Maryum Ali relembrou o pai, Muhammad, durante o Despertar 2026. Foto: Oficina de Imagens / ICL
Maryum Ali relembrou o pai, Muhammad, durante o Despertar 2026. Foto: Oficina de Imagens / ICL

Pseudociência e hierarquia racial

Maryum dedicou parte da apresentação às teorias usadas ao longo da história para justificar a escravidão e a suposta superioridade branca. Ela citou interpretações religiosas, classificações biológicas, medições de crânios, testes de inteligência e a eugenia.

Embora tenham sido refutadas, essas ideias ajudaram a construir uma visão de mundo na qual algumas vidas seriam mais valiosas do que outras. Para Maryum, seus efeitos permanecem presentes nas instituições e nas políticas públicas.
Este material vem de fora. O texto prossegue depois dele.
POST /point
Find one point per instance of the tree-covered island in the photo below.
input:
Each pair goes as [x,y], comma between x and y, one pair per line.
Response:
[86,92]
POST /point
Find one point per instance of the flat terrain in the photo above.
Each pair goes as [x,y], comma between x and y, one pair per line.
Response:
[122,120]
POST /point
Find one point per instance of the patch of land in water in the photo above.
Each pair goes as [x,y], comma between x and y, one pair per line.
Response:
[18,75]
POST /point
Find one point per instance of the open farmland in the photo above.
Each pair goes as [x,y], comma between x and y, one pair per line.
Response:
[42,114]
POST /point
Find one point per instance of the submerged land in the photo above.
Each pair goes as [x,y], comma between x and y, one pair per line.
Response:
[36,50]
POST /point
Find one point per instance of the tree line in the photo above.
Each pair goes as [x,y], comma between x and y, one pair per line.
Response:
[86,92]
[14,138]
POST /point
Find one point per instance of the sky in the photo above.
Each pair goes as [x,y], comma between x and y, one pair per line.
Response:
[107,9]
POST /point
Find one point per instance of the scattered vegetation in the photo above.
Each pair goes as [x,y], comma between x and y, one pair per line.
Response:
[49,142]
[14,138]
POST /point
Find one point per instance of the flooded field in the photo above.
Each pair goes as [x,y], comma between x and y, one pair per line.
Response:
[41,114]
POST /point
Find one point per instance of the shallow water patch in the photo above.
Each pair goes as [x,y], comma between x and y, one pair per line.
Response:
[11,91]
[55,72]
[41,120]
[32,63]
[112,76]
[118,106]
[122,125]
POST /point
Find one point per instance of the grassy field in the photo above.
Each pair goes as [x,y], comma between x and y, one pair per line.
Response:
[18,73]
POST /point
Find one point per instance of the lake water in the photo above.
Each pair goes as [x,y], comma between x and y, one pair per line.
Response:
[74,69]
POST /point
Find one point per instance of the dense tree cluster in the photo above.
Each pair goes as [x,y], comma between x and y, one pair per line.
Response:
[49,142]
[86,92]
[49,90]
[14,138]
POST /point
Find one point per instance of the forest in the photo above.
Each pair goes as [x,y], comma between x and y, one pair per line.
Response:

Ela destacou o movimento eugenista nos Estados Unidos, que defendia impedir determinados grupos de terem filhos. Pessoas negras, imigrantes, pobres, pessoas com deficiência e pacientes com transtornos mentais estavam entre os principais alvos. A política levou à esterilização forçada de dezenas de milhares de mulheres e serviu como referência para práticas adotadas pelo regime nazista. “O motivo de essa história ser importante é que precisamos reconhecê-la em suas versões modernas”, afirmou.

Maryum também criticou a retirada de livros sobre racismo e justiça social de escolas e bibliotecas dos Estados Unidos. Para ela, ocultar esses acontecimentos impede que novas gerações compreendam como as desigualdades foram construídas.

“O racismo custa caro”

Durante a palestra, Maryum relacionou o racismo à ausência de um sistema universal de saúde nos Estados Unidos. Segundo ela, após a abolição da escravidão, parte da sociedade norte-americana rejeitou a criação de políticas que também beneficiassem a população negra recém-liberta. “Não queriam que os escravizados libertados fossem saudáveis. Não queriam que eles tivessem acesso à saúde. O racismo custa caro”, afirmou.

Ela também citou a desigualdade no financiamento das escolas. Como parte dos recursos destinados à educação vem de impostos ligados ao valor dos imóveis, regiões historicamente desvalorizadas pela segregação recebem menos investimentos. “Quando você acredita que um povo é inferior, acredita que ele deve ter condições de vida piores”, disse.

Conhecimento para agir

Após a apresentação, Maryum foi questionada sobre o avanço de movimentos autoritários nos Estados Unidos e no Brasil. Ela afirmou que períodos de opressão exigem organização, persistência e compromisso com os direitos humanos. “O mais importante é nunca desistir. Nosso dever, até o último dia de nossas vidas, é permanecer fiel ao que é certo”, declarou.

Para Maryum, encontros como o Despertar devem produzir conhecimento capaz de orientar ações nas comunidades. Ela encerrou a participação defendendo a construção de estratégias coletivas contra o racismo e outras formas de desigualdade.

“Somos uma população e todos temos direito a direitos humanos. Eventos como este trazem um conhecimento que devemos levar de volta às nossas comunidades para agir de maneira estratégica”, concluiu.

Sobre o Despertar

O Despertar 2026 continua neste domingo (20), no Vibra São Paulo. A terceira edição do evento reúne pesquisadores, jornalistas, artistas, educadores e ativistas em debates sobre educação, cultura, democracia, direitos humanos e participação social.